Le projet de loi C-11 modifiant la Loi sur la radiodiffusion a été déposé en Chambre le 2 février par le ministre du Patrimoine canadien, Pablo Rodriguez. Décrit comme une «très grande avancée» par certains acteurs du monde culturel, car il fait une place aux communautés linguistiques minoritaires, le projet de loi est décrié par d’autres puisqu’il délaisserait les radios communautaires.
En vertu d’une promesse électorale des libéraux, le ministre du Patrimoine canadien avait 100 jours pour déposer son projet de loi sur la radiodiffusion à la Chambre des Communes, un délai qu’il a respecté le 2 février.
C-11 reprend le flambeau de son prédécesseur, le projet de loi C-10, porté lors de la dernière législature par l’ancien ministre du Patrimoine canadien, Steven Guilbeault. Le projet est mort au feuilleton à la dissolution du Parlement l’été dernier après avoir suscité de vives critiques quant à la protection des contenus francophones.

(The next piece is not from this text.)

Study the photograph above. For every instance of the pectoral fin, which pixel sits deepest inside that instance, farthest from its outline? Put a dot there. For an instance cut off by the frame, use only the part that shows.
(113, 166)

De manière générale, le projet de loi C-11 a pour objectif de faire contribuer les plateformes comme Netflix, YouTube ou Spotify à la création de contenu canadien. Ce serait au Conseil de la radiodiffusion et des télécommunications canadiennes (CRTC) de veiller à négocier avec chaque plateforme le montant de leur contribution, selon le modèle d’affaires.
La grande nouveauté du projet de loi est qu’il se destine exclusivement aux plateformes et aux entreprises en lignes, et non aux utilisateurs.
Les CLOSM «nommées et visées spécifiquement»
Dans la forme actuelle de C-11, l’obligation pour les plateformes de diffuser du contenu musical et cinématographique créé et produit par des francophones en situation minoritaire dépendra beaucoup des négociations menées individuellement.
Aucun fonds spécifique n’est actuellement prévu pour les créateurs francophones hors Québec, mais Pablo Rodriguez a nuancé en conférence de presse que cela «dépendra de la plateforme […] parce que le modèle d’affaires est différent. Certaines pourraient avoir des pourcentages de contribution, d’autres pourraient investir dans un fonds».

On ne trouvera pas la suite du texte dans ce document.